Mais peut-être que les industriels luxembourgeois ont tort de s’inquiéter, puisque le premier ministre a annoncé des objectif « ambitieux » du côté du CO2 émis par le chauffage des logements privés. Les mesures annoncées – aides plus conséquentes à l’assainissement, subvention de nouvelles constructions conditionnées par la performance énergétique – semblent aller dans la bonne direction. Mieux vaut tard que jamais, diront les critiques, tandis que d’autres, comme la CGFP et le LSAP font la fine bouche : les mesures seraient trop écolo et pas assez « sociales ». En effet, les classes moyennes seront désormais forcées à dépenser les primes étatiques pour un triple vitrage plutôt que pour des poignées de porte dorées…

Dans le rouge

Quant au caractère ambitieux des objectifs, on se permettra de ne pas y croire, à défaut d’objectif chiffrés. Enfin, côté transports, Juncker a surtout parlé de l’électromobilité, signal clair que la construction du tram aussi bien que la sortie du tourisme pétrolier ne sont pas à l’ordre du jour. Cela augure mal de l’avenir du fameux pacte pour le climat, en cours de négociation avec les ONG, et qui devra être finalisé par la Chambre avant l’été.

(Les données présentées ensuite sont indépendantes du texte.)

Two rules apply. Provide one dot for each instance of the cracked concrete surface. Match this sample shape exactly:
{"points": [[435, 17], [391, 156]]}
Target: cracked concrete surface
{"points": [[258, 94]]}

Sur fond de projets gouvernementaux lacunaires et de propositions peu crédibles du DP, la motion de Déi Gréng concernant un « Zukunftsfonds » a fait l’effet d’une bouffée d’air frais. L’idée est de mettre de côté des recettes extraordinaires et inattendues afin de les investir « dans les domaines des énergies renouvelables, des infrastructures de transports collectifs et de la rénovation énergétique des logements privés ». L’idée n’est pas nouvelle, elle avait déjà été discutée lors de l’élaboration du budget 2011 (woxx 1088). Les réactions des partis de la coalition gouvernementale sont restées les mêmes. Côté LSAP, un manque d’enthousiasme certain, côté CSV, une mise au point de la part du ministre des finances Luc Frieden : les recettes supplémentaires serviront prioritairement à combler le déficit.

En fin de compte, l’impression qui se dégage du discours sur l’état de la nation et du débat subséquent est celle d’un gouvernement prêt à limiter les politiques d’austérité dans la mesure où la situation budgétaire est relativement bonne. Un gouvernement dans lequel, pour le meilleur et le pire, c’est le CSV qui donne le « la ». Ainsi la réforme de l’avortement a été mise au placard, tandis que les réformes de l’indexation et des pensions se retrouvent sur la table.

Lucien Lux, au nom du LSAP, a souligné l’accord des partenaires sur l’orientation générale comme sur les détails. S’il n’a pas su concurrencer Juncker rhétoriquement, la manière d’aborder le sujet a été au moins aussi ambitieuse que celle du premier, et certains passages, comme celui relatif à l’école, étaient remarquablement bien construits. Or, si un politicien susceptible de se conduire en homme d’Etat ne fera pas de mal au LSAP, ce qui manque à ce parti est avant tout une stratégie pour un avenir proche qui s’annonce orageux. Sur l’index comme sur les pensions, le gouvernement se heurtera aux syndicats, ce qui sera bien plus éprouvant pour les socialistes que pour les chrétiens-sociaux. Pas plus tard que mardi, l’OGBL, le syndicat traditionnellement lié au LSAP, a mis sur pied un front du refus avec la CGFP et le LCGB face au projet de réforme du ministre LSAP Mars Di Bartolomeo. L’automne s’annonce chaud.